Okhttp needs to be updated to depend on okio 3.4.0 or later which fixes this vulnerability.

[Subrhamanya]

+1

okhttp 4.11 doesn't support okio 3.4.0. We get errors if we try to override the version.

[yschimke]

What are the errors you get?

[Subrhamanya]

I am using spring and spring pulls it via okhttp3

org.springframework.beans.factory.BeanCreationException: Error creating bean with name 'okHttpClientBuilder' defined in class path resource [org/springframework/cloud/commons/httpclient/HttpClientConfiguration$OkHttpClientConfiguration.class]: Bean instantiation via factory method failed; nested exception is org.springframework.beans.BeanInstantiationException: Failed to instantiate [okhttp3.OkHttpClient$Builder]: Factory method 'okHttpClientBuilder' threw exception; nested exception is java.lang.NoClassDefFoundError: okio/Buffer

[Subrhamanya]

Specifically

okhttp3.OkHttpClient$Builder

In file https://github.com/square/okhttp/blob/parent-4.11.0/okhttp/src/main/kotlin/okhttp3/OkHttpClient.kt

[yschimke]

That looks like more like an issue with your build.
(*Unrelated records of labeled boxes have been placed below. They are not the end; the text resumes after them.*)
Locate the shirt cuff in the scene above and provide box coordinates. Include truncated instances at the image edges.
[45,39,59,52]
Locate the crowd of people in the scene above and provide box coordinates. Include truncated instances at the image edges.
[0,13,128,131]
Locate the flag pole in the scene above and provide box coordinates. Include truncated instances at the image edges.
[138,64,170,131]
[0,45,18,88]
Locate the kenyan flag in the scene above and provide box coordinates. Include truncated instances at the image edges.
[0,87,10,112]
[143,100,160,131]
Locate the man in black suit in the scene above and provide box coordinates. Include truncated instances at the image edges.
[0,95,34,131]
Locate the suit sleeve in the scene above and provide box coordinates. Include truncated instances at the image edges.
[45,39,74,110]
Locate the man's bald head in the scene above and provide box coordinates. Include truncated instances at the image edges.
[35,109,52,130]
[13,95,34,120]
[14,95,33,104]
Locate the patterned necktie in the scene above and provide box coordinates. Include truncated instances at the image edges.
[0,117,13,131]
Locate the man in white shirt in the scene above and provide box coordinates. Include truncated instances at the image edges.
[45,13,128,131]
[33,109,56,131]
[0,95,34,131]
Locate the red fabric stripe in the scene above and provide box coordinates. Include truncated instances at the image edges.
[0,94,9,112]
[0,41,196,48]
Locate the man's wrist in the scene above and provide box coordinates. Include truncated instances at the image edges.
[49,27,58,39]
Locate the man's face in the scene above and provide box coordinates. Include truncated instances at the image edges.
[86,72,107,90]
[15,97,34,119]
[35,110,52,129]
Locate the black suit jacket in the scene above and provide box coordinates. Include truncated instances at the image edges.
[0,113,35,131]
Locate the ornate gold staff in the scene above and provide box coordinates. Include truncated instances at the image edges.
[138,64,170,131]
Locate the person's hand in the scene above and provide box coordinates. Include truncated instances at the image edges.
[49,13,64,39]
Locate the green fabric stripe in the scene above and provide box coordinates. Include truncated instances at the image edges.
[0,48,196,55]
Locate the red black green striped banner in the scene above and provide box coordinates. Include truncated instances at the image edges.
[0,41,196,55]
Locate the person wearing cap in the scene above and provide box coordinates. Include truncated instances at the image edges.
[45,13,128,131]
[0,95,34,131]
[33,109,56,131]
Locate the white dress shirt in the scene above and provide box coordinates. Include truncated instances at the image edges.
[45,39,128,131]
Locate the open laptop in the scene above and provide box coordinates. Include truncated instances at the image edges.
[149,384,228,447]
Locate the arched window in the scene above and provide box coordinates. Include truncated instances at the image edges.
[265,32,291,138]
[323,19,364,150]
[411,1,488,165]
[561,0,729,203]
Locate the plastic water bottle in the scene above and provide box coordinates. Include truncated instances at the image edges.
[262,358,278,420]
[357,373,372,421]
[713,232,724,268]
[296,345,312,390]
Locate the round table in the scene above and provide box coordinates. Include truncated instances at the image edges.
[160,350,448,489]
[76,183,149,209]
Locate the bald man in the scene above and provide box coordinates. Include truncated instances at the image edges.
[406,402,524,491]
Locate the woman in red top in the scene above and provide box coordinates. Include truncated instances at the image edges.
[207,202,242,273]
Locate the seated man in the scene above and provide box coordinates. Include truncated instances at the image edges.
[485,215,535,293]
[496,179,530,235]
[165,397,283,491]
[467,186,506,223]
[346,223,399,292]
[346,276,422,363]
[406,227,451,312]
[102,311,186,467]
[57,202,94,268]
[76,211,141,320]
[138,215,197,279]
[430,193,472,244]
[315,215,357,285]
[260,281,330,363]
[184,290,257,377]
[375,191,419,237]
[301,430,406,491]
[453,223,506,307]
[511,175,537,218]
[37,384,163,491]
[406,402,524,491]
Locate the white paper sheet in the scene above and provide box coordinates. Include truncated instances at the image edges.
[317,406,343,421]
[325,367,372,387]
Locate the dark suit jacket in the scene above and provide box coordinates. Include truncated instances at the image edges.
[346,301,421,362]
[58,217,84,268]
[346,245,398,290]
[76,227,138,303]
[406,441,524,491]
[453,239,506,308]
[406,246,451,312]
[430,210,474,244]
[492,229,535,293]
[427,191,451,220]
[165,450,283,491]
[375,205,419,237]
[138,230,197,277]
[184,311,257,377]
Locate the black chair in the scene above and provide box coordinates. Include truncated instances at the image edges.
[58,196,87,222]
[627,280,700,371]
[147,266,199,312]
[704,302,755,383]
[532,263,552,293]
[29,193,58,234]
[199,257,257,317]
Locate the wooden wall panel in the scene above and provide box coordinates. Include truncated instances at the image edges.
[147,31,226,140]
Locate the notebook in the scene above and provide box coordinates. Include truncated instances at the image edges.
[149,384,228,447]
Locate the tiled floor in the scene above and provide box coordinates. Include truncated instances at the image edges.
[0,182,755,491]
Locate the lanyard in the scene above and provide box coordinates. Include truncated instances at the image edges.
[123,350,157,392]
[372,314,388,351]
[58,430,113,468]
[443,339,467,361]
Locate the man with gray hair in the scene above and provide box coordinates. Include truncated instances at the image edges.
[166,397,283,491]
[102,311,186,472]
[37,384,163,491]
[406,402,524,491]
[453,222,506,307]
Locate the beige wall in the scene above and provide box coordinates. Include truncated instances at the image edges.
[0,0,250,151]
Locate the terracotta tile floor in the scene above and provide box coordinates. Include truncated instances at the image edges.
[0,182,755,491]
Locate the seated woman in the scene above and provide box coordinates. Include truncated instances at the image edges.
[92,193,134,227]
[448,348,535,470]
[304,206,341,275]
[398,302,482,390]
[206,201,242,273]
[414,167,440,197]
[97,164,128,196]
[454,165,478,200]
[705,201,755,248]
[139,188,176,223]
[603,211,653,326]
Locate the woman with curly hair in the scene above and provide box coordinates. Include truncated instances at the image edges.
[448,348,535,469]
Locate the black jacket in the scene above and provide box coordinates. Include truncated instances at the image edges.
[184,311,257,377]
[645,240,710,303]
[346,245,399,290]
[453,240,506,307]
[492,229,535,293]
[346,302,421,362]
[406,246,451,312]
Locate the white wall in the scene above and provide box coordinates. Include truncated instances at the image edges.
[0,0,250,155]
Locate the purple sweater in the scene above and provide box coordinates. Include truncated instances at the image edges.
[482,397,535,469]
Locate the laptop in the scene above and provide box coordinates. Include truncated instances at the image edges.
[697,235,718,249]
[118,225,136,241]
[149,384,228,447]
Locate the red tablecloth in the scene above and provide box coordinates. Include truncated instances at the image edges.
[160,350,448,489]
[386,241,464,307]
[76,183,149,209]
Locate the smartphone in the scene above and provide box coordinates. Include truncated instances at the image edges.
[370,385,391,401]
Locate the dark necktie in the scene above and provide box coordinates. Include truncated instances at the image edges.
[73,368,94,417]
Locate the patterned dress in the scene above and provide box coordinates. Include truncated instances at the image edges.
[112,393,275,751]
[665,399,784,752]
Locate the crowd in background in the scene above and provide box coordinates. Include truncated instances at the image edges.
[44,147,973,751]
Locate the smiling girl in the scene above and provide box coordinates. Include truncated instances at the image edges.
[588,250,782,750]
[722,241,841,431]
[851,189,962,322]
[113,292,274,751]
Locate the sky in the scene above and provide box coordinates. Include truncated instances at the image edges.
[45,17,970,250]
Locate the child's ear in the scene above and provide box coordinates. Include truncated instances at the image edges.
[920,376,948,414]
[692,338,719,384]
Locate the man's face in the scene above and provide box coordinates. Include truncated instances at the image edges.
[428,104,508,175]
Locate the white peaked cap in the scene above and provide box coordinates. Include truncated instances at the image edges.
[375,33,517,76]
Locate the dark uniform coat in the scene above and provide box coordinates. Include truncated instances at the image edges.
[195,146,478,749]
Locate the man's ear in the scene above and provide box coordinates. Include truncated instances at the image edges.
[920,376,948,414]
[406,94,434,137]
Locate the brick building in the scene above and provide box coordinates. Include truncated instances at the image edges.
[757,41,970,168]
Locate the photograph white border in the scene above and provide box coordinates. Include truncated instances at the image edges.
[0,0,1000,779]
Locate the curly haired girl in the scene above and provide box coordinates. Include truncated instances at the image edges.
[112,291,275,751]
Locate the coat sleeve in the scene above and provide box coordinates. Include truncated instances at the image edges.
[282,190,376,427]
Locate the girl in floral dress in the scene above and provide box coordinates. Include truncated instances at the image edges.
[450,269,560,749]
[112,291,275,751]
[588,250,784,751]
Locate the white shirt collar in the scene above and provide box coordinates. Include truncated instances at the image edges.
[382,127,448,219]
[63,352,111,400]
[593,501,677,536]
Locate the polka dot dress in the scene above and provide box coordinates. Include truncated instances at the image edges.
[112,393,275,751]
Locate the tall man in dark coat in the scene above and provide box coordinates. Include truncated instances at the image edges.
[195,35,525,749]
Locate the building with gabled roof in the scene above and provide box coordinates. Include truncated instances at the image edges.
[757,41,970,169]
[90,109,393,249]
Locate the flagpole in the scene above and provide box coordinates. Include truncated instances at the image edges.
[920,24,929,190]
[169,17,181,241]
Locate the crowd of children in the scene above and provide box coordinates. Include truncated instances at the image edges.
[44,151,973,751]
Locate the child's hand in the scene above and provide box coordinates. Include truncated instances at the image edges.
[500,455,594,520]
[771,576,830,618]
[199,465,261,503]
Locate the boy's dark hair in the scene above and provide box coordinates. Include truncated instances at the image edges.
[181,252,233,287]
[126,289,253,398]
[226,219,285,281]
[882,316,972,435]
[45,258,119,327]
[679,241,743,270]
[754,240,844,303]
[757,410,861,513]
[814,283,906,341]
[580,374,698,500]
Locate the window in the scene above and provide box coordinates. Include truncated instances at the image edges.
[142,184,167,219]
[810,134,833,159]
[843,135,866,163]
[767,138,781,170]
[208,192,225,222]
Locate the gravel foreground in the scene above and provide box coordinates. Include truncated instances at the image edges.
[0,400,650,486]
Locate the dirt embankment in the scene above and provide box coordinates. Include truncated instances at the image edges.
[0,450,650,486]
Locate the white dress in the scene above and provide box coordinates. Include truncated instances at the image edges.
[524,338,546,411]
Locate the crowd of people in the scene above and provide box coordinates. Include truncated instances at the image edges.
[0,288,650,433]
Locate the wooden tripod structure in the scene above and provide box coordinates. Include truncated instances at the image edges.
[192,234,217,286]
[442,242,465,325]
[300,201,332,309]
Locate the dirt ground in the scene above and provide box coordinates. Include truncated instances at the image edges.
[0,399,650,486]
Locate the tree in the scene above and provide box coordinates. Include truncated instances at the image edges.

Can you share the dependency section of your build?

[Subrhamanya]

- com.squareup.okhttp3:okhttp:jar:4.9.11:compile
- com.squareup.okio:okio:jar:3.4.0:compile

Complete stack trace

Caused by: org.springframework.beans.BeanInstantiationException: Failed to instantiate [okhttp3.OkHttpClient$Builder]: Factory method 'okHttpClientBuilder' threw exception; nested exception is java.lang.NoClassDefFoundError: okio/Buffer
at org.springframework.beans.factory.support.SimpleInstantiationStrategy.instantiate(SimpleInstantiationStrategy.java:185) ~[spring-beans-5.3.28.jar!/:5.3.28]
at org.springframework.beans.factory.support.ConstructorResolver.instantiate(ConstructorResolver.java:653) ~[spring-beans-5.3.28.jar!/:5.3.28]
... 25 common frames omitted
Caused by: java.lang.NoClassDefFoundError: okio/Buffer
at okhttp3.ResponseBody$Companion.create(ResponseBody.kt:248) ~[okhttp-4.11.0.jar!/:na]
at okhttp3.ResponseBody$Companion.create$default(ResponseBody.kt:247) ~[okhttp-4.11.0.jar!/:na]
at okhttp3.internal.Util.(Util.kt:65) ~[okhttp-4.11.0.jar!/:na]
at okhttp3.internal.concurrent.TaskRunner.(TaskRunner.kt:309) ~[okhttp-4.11.0.jar!/:na]
at okhttp3.ConnectionPool.(ConnectionPool.kt:41) ~[okhttp-4.11.0.jar!/:na]
at okhttp3.ConnectionPool.(ConnectionPool.kt:47) ~[okhttp-4.11.0.jar!/:na]
at okhttp3.OkHttpClient$Builder.(OkHttpClient.kt:471) ~[okhttp-4.11.0.jar!/:na]
at org.springframework.cloud.commons.httpclient.HttpClientConfiguration$OkHttpClientConfiguration.okHttpClientBuilder(HttpClientConfiguration.java:74) ~[spring-cloud-commons-3.1.7.jar!/:3.1.7]
at sun.reflect.NativeMethodAccessorImpl.invoke0(Native Method) ~[na:1.8.0_372]
at sun.reflect.NativeMethodAccessorImpl.invoke(NativeMethodAccessorImpl.java:62) ~[na:1.8.0_372]
at sun.reflect.DelegatingMethodAccessorImpl.invoke(DelegatingMethodAccessorImpl.java:43) ~[na:1.8.0_372]
at java.lang.reflect.Method.invoke(Method.java:498) ~[na:1.8.0_372]
at org.springframework.beans.factory.support.SimpleInstantiationStrategy.instantiate(SimpleInstantiationStrategy.java:154) ~[spring-beans-5.3.28.jar!/:5.3.28]
... 26 common frames omitted
Caused by: java.lang.ClassNotFoundException: okio.Buffer
at java.net.URLClassLoader.findClass(URLClassLoader.java:387) ~[na:1.8.0_372]
at java.lang.ClassLoader.loadClass(ClassLoader.java:418) ~[na:1.8.0_372]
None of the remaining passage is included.